J’ai appris il y a huit ans qu’il y avait eu de l’inceste dans ma famille maternelle. Ce qui m’a vraiment sidérée quand j’ai appris cela, c’est le silence. Que même dans une famille comme la mienne, très aimante, très joyeuse, où on nous incitait à dire les choses, à poser des questions, très propice à faire émerger les récits, on n’avait pas pu en parler. C’était resté tabou, et c’est vraiment cela que j’ai voulu creuser et comprendre. Que charrie la parole autour de l’inceste pour être si subversive ?

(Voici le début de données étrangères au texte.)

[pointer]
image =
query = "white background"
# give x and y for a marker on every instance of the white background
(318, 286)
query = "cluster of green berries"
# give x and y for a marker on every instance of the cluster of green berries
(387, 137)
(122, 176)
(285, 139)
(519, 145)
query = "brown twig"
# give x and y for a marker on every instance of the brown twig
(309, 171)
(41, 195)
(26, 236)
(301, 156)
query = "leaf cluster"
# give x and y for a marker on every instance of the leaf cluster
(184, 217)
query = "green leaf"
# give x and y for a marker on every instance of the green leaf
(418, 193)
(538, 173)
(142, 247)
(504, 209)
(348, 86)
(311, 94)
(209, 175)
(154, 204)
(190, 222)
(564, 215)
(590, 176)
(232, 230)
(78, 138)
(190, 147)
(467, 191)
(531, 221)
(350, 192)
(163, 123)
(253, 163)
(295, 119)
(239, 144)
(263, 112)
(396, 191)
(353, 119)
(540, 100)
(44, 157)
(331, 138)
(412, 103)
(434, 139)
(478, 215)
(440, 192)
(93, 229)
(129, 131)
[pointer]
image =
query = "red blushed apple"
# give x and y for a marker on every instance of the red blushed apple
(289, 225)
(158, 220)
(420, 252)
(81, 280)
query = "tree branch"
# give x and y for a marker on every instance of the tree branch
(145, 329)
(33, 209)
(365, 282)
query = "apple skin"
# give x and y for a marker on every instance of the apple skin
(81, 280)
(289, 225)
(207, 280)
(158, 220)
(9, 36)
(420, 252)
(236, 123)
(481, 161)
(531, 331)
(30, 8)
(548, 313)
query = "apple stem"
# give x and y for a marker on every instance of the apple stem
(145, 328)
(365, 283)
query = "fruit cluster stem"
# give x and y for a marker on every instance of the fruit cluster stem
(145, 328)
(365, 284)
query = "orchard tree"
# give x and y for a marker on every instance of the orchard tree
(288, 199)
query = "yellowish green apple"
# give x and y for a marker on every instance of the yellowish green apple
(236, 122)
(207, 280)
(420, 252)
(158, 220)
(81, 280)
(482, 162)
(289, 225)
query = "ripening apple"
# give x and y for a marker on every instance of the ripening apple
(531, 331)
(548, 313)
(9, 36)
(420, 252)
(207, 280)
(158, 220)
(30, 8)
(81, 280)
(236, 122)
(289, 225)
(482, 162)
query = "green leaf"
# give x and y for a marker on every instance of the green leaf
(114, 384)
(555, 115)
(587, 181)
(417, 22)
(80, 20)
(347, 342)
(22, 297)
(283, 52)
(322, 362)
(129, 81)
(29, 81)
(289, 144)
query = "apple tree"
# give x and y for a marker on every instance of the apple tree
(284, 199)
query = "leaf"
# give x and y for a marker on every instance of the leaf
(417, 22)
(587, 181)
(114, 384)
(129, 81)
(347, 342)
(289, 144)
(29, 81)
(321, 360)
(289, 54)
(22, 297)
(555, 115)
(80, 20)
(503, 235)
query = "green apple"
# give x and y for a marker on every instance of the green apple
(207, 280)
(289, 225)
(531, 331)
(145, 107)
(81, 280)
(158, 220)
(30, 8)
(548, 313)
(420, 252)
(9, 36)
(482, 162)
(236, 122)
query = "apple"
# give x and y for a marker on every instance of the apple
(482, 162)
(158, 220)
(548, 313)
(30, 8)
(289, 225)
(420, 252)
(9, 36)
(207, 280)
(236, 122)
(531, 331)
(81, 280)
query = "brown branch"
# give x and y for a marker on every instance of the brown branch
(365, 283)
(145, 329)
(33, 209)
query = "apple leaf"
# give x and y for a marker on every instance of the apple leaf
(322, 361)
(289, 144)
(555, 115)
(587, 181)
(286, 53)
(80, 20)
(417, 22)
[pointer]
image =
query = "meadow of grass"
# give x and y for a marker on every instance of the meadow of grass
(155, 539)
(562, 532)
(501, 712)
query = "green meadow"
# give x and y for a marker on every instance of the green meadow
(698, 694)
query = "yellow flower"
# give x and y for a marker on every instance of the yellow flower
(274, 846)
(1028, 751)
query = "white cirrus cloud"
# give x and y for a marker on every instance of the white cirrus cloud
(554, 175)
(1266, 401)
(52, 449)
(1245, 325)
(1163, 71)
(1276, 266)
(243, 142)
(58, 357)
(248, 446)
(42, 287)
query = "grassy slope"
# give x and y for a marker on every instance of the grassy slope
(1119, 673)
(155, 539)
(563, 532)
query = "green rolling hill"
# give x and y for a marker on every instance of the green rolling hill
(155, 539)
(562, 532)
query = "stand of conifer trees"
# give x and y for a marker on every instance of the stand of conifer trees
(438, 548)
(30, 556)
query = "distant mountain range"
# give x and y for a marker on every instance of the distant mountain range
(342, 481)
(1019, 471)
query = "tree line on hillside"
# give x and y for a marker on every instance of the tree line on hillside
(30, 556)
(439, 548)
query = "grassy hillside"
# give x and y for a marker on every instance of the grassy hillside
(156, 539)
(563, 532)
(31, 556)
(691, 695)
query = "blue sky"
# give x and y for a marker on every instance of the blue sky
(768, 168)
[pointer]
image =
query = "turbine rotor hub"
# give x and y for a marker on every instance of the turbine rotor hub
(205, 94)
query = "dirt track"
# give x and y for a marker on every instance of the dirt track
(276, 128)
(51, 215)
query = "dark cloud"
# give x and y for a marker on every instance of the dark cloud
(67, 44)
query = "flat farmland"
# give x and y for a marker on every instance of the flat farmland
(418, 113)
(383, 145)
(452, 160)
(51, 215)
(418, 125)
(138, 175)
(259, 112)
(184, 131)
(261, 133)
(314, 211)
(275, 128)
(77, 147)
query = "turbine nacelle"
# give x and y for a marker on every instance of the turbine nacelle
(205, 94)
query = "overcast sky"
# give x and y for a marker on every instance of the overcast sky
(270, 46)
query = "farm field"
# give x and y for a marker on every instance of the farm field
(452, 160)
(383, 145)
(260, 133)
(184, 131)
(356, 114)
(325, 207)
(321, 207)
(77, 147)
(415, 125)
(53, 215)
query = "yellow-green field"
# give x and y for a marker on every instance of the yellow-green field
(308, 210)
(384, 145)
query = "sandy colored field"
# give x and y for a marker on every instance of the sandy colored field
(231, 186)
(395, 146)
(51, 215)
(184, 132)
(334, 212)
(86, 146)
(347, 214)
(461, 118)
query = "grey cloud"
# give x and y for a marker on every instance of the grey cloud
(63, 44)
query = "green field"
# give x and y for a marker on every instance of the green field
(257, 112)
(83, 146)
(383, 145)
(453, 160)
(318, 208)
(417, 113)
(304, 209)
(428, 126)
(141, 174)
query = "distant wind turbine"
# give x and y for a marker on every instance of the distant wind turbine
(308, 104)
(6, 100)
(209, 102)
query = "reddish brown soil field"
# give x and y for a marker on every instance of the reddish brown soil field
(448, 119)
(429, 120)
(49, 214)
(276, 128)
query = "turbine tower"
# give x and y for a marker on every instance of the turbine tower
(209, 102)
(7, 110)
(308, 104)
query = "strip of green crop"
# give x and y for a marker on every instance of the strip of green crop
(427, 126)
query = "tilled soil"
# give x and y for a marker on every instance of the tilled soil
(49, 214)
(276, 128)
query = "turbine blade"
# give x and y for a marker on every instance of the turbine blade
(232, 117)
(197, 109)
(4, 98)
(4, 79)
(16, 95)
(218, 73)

Le tabou autour de l’inceste, ce n’est pas seulement de le commettre, c’est de le dire. Nous sommes tous conditionnés depuis l’enfance à ne pas parler de ces choses-là. Quand il y a de l’inceste, il y a toujours du silence autour, c’est même la condition de sa perpétuation. Que ce soit à l’intérieur d’une famille, ou à l’école. On sait qu'il y a deux ou trois enfants victimes dans chaque classe. Et pourtant, les profs ne nous disent jamais : « Voilà, si Sandrine ou Cyril ne va pas bien, c’est parce qu’il se passe cela dans sa famille… ». On ne pose pas de questions, on ne s’en occupe pas, et on grandit avec l’idée que certaines personnes se font maltraiter, violer, et qu’on n’en parle pas. Après, à l’âge adulte, il est très difficile de remettre en cause cette injonction au silence. On connaît les chiffres, qui sont avérés depuis des décennies, il y a des études et des articles qui sortent régulièrement… Mais quand on s’est construit avec un silence, il est très difficile d’aller à son encontre.
Il y a un enjeu majeur avec les violences sexuelles intrafamiliales, comme pour toutes les violences sexuelles, c’est vraiment que les victimes arrêtent d’avoir honte d’en parler, et que leur entourage soit capable de recueillir cette parole, de l’écouter, et d’accepter de l’entendre. Faire circuler la parole autour de ça, c’est vraiment la première étape pour enrayer la violence. Louie Media a donc choisi d’être partenaire de la Grande Cause parce qu’elle va permettre aux citoyens de s’emparer du sujet, à chacun de s’interroger sur cette question, sur son entourage, peut-être sur son histoire, et sur la manière dont ces faits peuvent être davantage connus.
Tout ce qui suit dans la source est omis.